Les réac­teurs à eau construits depuis les années 1970 pour des rai­sons de sécu­ri­té éner­gé­tique béné­fi­cient d’un cor­pus très éta­bli de tech­no­lo­gies mises en œuvre aujourd’hui à la fois dans de nou­veaux modèles de réac­teurs de forte puis­sance et des pro­jets de petits réac­teurs modu­laires à même d’élargir le champ des appli­ca­tions de l’énergie nucléaire à la four­ni­ture de cha­leur, d’hydrogène ou de car­bu­rants de syn­thèse. La dyna­mique de déploie­ment de ces nou­veaux réac­teurs, qui dépend dans les pays occi­den­taux de pro­grès en com­pé­ti­ti­vi­té éco­no­mique et de règles de méca­nisme de capa­ci­té à pré­ci­ser, déter­mi­ne­ra la part de l’énergie nucléaire dans la réduc­tion des émis­sions de CO2 à court et moyen termes. 

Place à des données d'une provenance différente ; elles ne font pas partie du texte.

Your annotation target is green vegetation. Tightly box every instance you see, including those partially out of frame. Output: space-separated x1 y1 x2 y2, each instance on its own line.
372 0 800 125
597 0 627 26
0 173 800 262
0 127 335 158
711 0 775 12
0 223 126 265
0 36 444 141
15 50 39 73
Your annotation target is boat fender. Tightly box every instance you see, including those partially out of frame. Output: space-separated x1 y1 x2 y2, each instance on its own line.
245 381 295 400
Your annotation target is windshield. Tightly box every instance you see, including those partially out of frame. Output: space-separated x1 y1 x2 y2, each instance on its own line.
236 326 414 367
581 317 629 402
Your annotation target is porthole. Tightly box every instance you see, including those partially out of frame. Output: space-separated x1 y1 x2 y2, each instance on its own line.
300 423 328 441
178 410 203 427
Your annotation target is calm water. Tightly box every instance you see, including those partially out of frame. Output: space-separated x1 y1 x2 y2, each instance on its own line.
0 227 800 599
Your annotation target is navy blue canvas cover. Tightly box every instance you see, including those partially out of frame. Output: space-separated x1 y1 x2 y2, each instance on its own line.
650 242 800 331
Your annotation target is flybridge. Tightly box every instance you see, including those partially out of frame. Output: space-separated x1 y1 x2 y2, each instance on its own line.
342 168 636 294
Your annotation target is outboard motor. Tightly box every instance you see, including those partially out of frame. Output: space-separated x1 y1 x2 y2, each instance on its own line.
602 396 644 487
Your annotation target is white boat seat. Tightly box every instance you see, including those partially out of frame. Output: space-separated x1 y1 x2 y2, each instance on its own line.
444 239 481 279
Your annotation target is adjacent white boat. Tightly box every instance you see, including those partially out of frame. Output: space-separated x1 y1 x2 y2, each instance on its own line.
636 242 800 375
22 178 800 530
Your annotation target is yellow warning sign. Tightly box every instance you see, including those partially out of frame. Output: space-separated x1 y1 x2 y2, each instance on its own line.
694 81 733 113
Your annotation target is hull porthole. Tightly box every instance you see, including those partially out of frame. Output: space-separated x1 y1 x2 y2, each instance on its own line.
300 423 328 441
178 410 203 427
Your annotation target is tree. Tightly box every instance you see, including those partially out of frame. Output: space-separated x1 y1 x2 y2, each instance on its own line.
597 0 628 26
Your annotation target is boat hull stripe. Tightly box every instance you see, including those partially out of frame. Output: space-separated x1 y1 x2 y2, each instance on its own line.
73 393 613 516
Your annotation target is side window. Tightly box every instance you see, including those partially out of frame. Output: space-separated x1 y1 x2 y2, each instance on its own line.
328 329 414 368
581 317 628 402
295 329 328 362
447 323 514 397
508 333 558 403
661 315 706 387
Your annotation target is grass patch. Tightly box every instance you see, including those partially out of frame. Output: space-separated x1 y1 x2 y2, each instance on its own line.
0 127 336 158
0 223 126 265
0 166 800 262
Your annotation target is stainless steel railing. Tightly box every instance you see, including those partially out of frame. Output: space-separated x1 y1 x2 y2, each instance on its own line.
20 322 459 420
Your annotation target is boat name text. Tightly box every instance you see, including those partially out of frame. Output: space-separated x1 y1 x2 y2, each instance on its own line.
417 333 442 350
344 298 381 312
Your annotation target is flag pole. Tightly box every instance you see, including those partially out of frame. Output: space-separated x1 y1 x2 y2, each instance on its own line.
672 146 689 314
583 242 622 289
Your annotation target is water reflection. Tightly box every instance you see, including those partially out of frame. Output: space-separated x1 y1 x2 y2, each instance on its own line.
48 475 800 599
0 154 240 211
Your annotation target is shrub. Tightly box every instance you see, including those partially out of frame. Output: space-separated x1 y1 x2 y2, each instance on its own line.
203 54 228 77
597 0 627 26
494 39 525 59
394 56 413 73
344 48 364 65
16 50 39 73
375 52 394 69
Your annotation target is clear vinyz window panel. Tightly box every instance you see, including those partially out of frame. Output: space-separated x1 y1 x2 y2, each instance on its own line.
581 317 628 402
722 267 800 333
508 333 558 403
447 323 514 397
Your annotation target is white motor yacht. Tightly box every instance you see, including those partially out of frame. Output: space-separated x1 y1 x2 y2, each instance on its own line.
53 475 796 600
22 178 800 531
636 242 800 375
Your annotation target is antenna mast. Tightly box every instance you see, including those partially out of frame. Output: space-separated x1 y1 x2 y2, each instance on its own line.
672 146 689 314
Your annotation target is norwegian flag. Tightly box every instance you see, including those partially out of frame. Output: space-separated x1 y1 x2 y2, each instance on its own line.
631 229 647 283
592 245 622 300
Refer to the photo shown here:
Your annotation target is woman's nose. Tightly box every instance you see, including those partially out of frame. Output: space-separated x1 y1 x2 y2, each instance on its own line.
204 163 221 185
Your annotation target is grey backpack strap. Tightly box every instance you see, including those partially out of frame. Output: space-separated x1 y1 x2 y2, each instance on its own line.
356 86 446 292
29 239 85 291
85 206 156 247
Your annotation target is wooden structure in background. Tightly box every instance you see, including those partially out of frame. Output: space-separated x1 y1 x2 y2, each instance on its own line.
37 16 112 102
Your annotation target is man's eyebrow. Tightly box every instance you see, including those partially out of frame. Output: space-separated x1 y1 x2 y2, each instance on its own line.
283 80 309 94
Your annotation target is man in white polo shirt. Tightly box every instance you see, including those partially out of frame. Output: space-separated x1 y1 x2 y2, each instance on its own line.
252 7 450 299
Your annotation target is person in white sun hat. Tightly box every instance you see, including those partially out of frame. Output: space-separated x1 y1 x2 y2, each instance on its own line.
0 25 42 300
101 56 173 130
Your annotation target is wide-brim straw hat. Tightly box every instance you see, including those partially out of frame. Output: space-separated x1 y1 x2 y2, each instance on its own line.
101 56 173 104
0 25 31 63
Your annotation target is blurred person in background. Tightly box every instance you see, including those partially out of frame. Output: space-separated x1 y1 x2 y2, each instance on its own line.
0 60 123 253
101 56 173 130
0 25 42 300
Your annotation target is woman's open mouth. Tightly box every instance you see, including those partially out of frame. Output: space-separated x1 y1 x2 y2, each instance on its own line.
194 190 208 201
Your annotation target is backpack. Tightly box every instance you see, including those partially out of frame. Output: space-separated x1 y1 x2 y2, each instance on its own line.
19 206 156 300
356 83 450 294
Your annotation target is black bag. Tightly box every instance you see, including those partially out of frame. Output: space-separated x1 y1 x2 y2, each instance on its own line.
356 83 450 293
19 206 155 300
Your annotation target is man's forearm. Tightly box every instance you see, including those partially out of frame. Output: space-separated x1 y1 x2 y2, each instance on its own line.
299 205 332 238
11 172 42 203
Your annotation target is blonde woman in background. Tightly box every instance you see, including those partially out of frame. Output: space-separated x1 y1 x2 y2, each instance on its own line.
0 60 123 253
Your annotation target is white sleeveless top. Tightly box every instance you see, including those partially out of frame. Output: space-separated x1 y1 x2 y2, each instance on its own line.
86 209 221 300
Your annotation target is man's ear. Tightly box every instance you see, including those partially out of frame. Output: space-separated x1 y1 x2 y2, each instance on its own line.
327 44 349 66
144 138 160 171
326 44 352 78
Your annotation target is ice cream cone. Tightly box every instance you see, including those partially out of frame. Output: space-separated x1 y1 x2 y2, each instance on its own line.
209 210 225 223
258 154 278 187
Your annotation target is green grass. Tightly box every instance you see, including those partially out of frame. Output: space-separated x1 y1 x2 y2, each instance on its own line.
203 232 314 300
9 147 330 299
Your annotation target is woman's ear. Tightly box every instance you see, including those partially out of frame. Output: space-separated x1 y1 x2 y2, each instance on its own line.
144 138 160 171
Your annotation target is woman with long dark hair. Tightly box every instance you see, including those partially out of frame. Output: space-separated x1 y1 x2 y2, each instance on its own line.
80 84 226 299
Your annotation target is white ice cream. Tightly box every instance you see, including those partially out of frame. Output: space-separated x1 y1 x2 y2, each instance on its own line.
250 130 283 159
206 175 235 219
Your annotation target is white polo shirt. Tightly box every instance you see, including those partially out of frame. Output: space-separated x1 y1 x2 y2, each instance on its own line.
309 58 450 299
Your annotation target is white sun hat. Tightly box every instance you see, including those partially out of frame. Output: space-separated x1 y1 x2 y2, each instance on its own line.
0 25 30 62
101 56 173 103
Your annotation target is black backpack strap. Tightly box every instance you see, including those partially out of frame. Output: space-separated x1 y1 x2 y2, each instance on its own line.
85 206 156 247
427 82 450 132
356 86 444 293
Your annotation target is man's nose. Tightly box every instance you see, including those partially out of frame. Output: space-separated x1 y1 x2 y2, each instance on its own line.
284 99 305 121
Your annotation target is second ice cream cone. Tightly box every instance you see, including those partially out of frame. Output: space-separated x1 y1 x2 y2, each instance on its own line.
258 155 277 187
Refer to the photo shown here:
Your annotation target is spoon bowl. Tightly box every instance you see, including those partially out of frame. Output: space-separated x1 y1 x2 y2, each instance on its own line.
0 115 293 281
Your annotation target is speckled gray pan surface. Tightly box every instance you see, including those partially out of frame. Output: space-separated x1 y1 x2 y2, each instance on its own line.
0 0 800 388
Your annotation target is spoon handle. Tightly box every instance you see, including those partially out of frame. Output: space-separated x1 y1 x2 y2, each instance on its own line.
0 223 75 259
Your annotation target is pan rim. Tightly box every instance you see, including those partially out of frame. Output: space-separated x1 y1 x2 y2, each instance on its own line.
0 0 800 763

Au-delà, l’objectif de neu­tra­li­té car­bone appelle à mettre en œuvre une diver­si­té de nou­veaux réac­teurs capables d’inscrire l’énergie nucléaire dans le très long terme avec les neu­trons rapides, d’accroître sa capa­ci­té à décar­bo­ner la cha­leur et les car­bu­rants tech­no­lo­giques avec les réac­teurs à haute tem­pé­ra­ture, et à éva­luer l’apport poten­tiel d’autres filières por­teuses de rup­tures tech­no­lo­giques struc­tu­rantes telles que les réac­teurs à sels fon­dus. L’enjeu par­ta­gé avec les par­te­naires du forum inter­na­tio­nal Géné­ra­tion IV pour ces réac­teurs du futur est de pro­je­ter dans l’avenir les réa­li­sa­tions de ces filières his­to­riques en revoyant leur concep­tion en fonc­tion des meilleures tech­no­lo­gies dis­po­nibles aujourd’hui et en tirant par­ti des coopé­ra­tions inter­na­tio­nales pour par­ta­ger les coûts de déve­lop­pe­ment et de démons­tra­tion, et entre­te­nir les com­pé­tences en l’absence de pro­jets natio­naux. 

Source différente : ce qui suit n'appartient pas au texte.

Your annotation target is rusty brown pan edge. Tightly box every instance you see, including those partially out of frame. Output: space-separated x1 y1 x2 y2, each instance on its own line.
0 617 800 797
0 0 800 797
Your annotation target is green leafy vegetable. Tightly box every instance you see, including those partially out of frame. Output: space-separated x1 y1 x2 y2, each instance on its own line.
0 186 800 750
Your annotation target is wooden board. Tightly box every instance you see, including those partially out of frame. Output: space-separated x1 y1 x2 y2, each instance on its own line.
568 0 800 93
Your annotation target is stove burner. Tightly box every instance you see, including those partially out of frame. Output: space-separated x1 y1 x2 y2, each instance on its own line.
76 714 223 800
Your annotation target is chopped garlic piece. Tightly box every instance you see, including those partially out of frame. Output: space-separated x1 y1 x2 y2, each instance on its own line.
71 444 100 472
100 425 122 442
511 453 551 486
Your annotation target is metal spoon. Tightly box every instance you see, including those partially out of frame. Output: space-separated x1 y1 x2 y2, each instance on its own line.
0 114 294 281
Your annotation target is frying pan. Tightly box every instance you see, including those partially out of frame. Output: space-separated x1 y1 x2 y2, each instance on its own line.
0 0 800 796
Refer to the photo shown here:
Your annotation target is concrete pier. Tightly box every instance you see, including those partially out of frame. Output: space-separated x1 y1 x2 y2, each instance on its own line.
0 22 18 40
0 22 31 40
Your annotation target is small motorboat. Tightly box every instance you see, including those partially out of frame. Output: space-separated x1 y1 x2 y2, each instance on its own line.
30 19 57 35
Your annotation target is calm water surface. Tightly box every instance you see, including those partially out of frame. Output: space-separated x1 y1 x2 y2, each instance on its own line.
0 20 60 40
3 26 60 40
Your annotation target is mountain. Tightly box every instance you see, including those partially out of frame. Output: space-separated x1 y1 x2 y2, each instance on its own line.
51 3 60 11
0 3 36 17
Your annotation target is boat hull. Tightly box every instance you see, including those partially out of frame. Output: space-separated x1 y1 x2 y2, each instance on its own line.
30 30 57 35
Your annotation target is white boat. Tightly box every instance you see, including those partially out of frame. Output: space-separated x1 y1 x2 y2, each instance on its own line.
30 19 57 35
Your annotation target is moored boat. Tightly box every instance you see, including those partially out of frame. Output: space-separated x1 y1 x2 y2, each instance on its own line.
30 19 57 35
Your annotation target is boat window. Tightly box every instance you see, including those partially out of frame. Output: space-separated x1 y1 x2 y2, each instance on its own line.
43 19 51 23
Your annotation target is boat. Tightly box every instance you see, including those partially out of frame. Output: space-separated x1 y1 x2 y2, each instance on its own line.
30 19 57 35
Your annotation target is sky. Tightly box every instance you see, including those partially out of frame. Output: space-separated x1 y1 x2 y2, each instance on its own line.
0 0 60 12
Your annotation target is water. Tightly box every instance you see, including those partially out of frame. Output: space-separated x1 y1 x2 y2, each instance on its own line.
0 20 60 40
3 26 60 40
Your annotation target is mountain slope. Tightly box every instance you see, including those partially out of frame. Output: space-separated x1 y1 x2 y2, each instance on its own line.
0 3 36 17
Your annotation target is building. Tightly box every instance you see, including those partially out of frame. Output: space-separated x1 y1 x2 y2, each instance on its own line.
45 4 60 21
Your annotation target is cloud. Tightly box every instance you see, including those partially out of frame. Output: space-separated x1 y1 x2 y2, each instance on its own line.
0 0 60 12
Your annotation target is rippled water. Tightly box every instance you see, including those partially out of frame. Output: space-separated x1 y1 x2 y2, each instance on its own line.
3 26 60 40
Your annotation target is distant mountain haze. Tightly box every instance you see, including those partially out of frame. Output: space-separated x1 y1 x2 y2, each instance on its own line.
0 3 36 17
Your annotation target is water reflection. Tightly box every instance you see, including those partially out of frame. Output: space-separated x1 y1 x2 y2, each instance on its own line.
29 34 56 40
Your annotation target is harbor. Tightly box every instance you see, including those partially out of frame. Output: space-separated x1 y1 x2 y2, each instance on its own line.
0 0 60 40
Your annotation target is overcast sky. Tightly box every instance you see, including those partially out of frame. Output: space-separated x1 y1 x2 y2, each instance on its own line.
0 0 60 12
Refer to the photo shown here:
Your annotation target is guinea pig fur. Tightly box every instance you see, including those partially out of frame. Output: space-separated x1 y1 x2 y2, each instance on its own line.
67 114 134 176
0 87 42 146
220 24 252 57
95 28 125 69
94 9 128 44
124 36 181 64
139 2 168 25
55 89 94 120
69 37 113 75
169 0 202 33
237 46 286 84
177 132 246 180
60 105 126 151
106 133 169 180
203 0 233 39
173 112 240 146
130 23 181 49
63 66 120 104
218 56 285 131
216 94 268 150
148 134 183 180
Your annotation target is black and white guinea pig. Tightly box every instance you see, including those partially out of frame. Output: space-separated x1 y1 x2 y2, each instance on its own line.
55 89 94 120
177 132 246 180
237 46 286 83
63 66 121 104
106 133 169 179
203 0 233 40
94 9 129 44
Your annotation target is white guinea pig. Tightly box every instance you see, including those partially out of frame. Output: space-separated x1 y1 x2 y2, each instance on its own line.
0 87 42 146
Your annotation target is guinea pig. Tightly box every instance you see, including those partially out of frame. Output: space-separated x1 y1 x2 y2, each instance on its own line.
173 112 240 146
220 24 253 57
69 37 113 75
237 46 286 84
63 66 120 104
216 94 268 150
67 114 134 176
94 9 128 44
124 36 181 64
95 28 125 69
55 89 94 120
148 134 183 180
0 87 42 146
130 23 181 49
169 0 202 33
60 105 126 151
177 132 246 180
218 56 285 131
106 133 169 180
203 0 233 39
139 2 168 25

Un important potentiel de progrès 

Le poten­tiel de pro­grès de l’énergie nucléaire reste aujourd’hui très impor­tant, tant en termes de nou­velles tech­no­lo­gies dis­po­nibles que sur le plan de la diver­si­fi­ca­tion des four­ni­tures d’énergies décar­bo­nées envi­sa­geables, et l’apparition de start-up s’intéressant à ces pro­grès contri­bue à sti­mu­ler l’innovation dans un sec­teur que les coûts de recherche et déve­lop­pe­ment et les exi­gences de sûre­té ont ren­du très conser­va­teur. 

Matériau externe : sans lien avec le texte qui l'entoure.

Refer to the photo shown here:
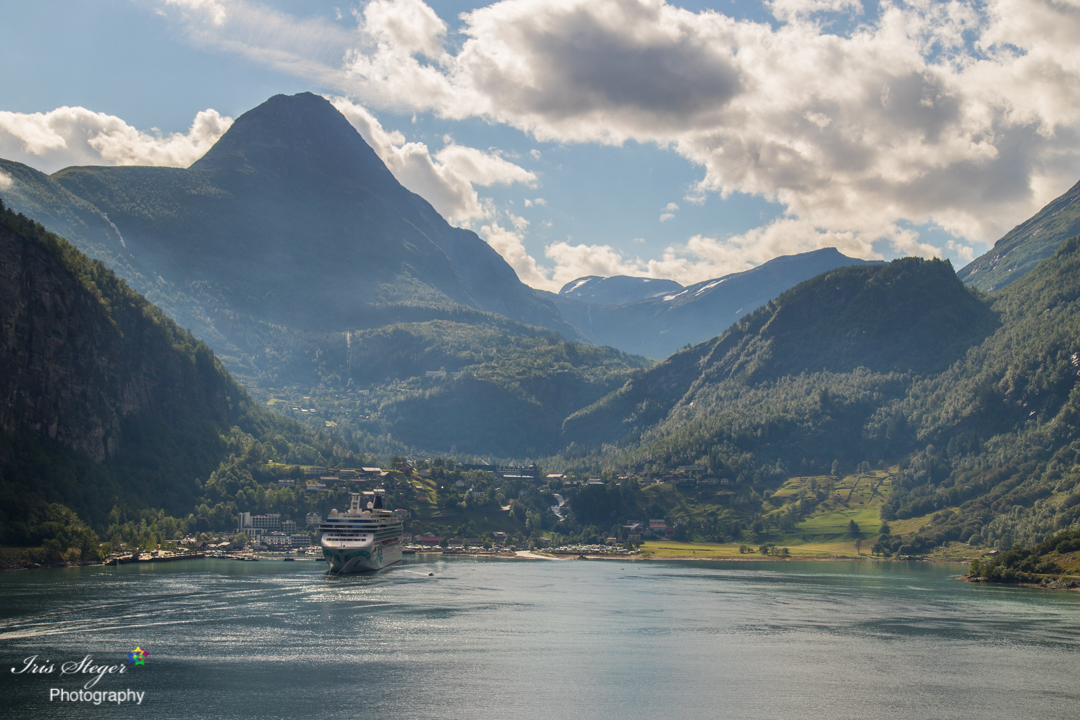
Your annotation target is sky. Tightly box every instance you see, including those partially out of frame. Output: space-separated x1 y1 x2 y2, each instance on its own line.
0 0 1080 291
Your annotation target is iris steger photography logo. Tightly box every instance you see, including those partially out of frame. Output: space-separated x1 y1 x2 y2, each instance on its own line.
11 646 150 705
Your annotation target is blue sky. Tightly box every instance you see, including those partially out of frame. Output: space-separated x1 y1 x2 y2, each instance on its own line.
0 0 1080 289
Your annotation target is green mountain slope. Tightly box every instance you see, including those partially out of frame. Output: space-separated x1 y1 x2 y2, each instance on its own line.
54 93 572 332
887 237 1080 544
564 258 996 453
544 247 881 357
562 237 1080 555
958 182 1080 293
0 197 373 547
0 199 250 533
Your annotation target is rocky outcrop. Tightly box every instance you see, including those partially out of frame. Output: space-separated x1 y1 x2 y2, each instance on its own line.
0 205 237 462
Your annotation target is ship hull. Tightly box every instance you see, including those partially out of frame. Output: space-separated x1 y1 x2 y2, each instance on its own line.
323 540 402 575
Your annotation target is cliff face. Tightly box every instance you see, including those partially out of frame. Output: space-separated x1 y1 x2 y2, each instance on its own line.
0 199 238 462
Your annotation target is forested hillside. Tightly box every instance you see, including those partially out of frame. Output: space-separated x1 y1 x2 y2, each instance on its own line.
0 203 375 548
538 247 881 358
957 182 1080 293
562 239 1080 554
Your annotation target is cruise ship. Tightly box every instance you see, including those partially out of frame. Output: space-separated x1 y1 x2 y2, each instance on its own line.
319 490 403 575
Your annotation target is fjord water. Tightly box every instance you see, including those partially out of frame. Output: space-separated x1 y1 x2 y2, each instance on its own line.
0 558 1080 720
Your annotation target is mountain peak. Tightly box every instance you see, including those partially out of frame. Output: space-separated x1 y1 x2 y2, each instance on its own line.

“Les perspectives des volets nucléaires des plans France Relance et France 2030 sont très encourageantes.”

Les pers­pec­tives de sou­tien ouvertes par les volets nucléaires des plans France Relance et France 2030 sont très encou­ra­geantes pour per­mettre aux acteurs natio­naux de faire valoir sur la scène inter­na­tio­nale leur exper­tise et leur vision des options recom­man­dables pour ces nou­veaux réac­teurs, voire des normes régle­men­taires qui leur sont appli­cables pour la sûre­té, la sécu­ri­té et la ges­tion des déchets radio­ac­tifs. Ces pers­pec­tives sont aus­si très encou­ra­geantes pour per­mettre des déve­lop­pe­ments pré­cur­seurs de pro­cé­dés d’intérêt inter­na­tio­nal pour la décar­bo­na­tion de sec­teurs dif­fi­ciles, comme la cha­leur et les car­bu­rants sur les­quels les objec­tifs de neu­tra­li­té car­bone conduisent à faire por­ter un effort par­ti­cu­lier en France.